Re: [RFC][PATCH 13/15] videobuf2: do not sync buffers for DMABUF queues

From: Hans Verkuil
Date: Tue Jan 28 2020 - 03:47:51 EST


On 1/28/20 8:19 AM, Tomasz Figa wrote:
> On Thu, Jan 23, 2020 at 8:35 PM Hans Verkuil <hverkuil@xxxxxxxxx> wrote:
>>
>> On 1/22/20 6:05 AM, Sergey Senozhatsky wrote:
>>> On (20/01/10 11:30), Hans Verkuil wrote:
>>> [..]
>>>>> diff --git a/drivers/media/common/videobuf2/videobuf2-v4l2.c b/drivers/media/common/videobuf2/videobuf2-v4l2.c
>>>>> index 1762849288ae..2b9d3318e6fb 100644
>>>>> --- a/drivers/media/common/videobuf2/videobuf2-v4l2.c
>>>>> +++ b/drivers/media/common/videobuf2/videobuf2-v4l2.c
>>>>> @@ -341,8 +341,22 @@ static void set_buffer_cache_hints(struct vb2_queue *q,
>>>>> struct vb2_buffer *vb,
>>>>> struct v4l2_buffer *b)
>>>>> {
>>>>> - vb->need_cache_sync_on_prepare = 1;
>>>>> + /*
>>>>> + * DMA exporter should take care of cache syncs, so we can avoid
>>>>> + * explicit ->prepare()/->finish() syncs.
>>>>> + */
>>>>> + if (q->memory == VB2_MEMORY_DMABUF) {
>>>>> + vb->need_cache_sync_on_finish = 0;
>>>>> + vb->need_cache_sync_on_prepare = 0;
>>>>> + return;
>>>>> + }
>>>>>
>>>>> + /*
>>>>> + * For other ->memory types we always need ->prepare() cache
>>>>> + * sync. ->finish() cache sync, however, can be avoided when queue
>>>>> + * direction is TO_DEVICE.
>>>>> + */
>>>>> + vb->need_cache_sync_on_prepare = 1;
>>>>
>>>> I'm trying to remember: what needs to be done in prepare()
>>>> for a capture buffer? I thought that for capture you only
>>>> needed to invalidate the cache in finish(), but nothing needs
>>>> to be done in the prepare().
>>>
>>> Hmm. Not sure. A precaution in case if user-space wrote to that buffer?
>>
>> But whatever was written in the buffer is going to be overwritten anyway.
>>
>> Unless I am mistaken the current situation is that the cache syncs are done
>> in both prepare and finish, regardless of the DMA direction.
>>
>> I would keep that behavior to avoid introducing any unexpected regressions.
>>
>
> It wouldn't be surprising if the buffer was first filled with default
> values (e.g. all zeroes) on the CPU. That would make the cache lines
> dirty and they could overwrite what the device writes. So we need to
> flush (aka clean) the write-back caches on prepare for CAPTURE
> buffers.

Very true, I'd forgotten about that. This should be documented in the userspace
documentation. And possible in this function as well.

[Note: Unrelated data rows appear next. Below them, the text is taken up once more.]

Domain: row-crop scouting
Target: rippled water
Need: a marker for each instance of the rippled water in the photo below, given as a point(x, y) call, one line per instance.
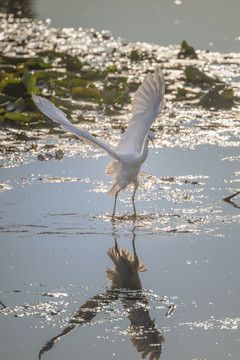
point(56, 228)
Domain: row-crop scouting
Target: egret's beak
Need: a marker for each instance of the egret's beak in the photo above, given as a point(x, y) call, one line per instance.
point(152, 141)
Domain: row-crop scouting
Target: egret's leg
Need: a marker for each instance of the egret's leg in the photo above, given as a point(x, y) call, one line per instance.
point(135, 184)
point(114, 208)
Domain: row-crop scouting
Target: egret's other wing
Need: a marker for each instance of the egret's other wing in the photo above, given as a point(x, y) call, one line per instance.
point(54, 113)
point(147, 102)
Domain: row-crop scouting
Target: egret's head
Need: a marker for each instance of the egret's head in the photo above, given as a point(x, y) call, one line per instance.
point(151, 136)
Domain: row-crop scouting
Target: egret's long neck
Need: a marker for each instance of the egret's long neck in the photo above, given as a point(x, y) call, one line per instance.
point(145, 149)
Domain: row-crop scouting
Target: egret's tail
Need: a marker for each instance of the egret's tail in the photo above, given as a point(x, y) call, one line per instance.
point(114, 190)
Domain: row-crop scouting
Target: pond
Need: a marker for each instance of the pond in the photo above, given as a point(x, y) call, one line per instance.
point(58, 241)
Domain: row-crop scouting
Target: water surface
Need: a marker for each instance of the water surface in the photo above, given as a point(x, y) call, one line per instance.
point(56, 223)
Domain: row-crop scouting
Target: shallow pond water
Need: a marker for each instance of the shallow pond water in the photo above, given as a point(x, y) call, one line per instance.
point(56, 227)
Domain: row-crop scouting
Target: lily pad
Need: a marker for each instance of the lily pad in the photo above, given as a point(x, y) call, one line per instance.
point(80, 91)
point(197, 77)
point(187, 51)
point(15, 88)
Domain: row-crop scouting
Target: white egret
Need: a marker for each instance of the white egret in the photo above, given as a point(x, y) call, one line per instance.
point(132, 149)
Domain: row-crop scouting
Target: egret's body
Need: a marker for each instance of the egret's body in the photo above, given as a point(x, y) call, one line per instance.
point(132, 150)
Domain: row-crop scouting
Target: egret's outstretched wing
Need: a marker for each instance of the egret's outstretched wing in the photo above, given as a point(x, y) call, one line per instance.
point(54, 113)
point(147, 102)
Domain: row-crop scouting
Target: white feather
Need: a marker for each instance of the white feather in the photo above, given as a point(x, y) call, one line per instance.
point(54, 113)
point(147, 102)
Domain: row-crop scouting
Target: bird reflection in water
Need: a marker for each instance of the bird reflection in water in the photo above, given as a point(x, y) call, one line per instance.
point(126, 286)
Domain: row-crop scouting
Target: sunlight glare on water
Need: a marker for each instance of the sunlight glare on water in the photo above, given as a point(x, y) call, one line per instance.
point(57, 286)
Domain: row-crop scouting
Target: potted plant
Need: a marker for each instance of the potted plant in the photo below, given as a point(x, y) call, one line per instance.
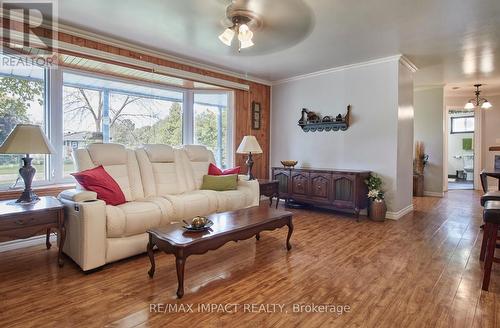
point(377, 208)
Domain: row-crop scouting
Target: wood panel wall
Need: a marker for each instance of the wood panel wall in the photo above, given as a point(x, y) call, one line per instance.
point(243, 99)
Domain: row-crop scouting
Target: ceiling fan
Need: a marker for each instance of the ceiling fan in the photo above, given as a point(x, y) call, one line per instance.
point(242, 21)
point(265, 25)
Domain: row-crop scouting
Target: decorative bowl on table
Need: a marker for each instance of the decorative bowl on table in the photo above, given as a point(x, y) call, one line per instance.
point(289, 163)
point(199, 223)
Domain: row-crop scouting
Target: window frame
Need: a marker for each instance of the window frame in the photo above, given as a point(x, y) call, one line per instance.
point(457, 118)
point(54, 119)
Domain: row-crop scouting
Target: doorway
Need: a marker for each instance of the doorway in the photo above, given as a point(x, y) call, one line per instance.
point(461, 128)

I think these issues are complex enough that there is no such things as too
much documentation :-)

>
>> Then, if q->allow_cache_hint is set, then default to a cache sync (cache clean)
>> in the prepare for OUTPUT buffers and a cache sync (cache invalidate) in the
>> finish for CAPTURE buffers.
>
> I'd still default to the existing behavior even if allow_cache_hint is
> set, because of what I wrote above. Then if the userspace doesn't ever
> write to the buffers, it can request no flush/clean by setting the
> V4L2_BUF_FLAG_NO_CACHE_CLEAN flag when queuing the buffer.
>
>>
>> This also means that any drivers that want to access a buffer in between the
>> prepare...finish calls will need to do a begin/end_cpu_access. But that's a
>> separate matter.
>
> AFAIR with current design of the series, the drivers can opt-in for
> userspace cache sync hints, so by default even if the userspace
> requests sync to be skipped, it wouldn't have any effect unless the
> driver allows so. Then I'd imagine migrating all the drivers to
> request clean/invalidate explicitly. Note that the DMA-buf
> begin/end_cpu_access isn't enough here. We'd need something like
> vb2_begin/end_cpu_access() which also takes care of syncing
> inconsistent MMAP and USERPTR buffers.

I did just that in my old git branch for this:

https://git.linuxtv.org/hverkuil/media_tree.git/log/?h=vb2-cpu-access

Regards,

Hans

>
>>
>> Regards,
>>
>> Hans
>>
>>>
>>> + if (q->dma_dir == DMA_FROM_DEVICE)
>>> + q->need_cache_sync_on_prepare = 0;
>>>
>>> ?
>>>
>>> -ss
>>>
>>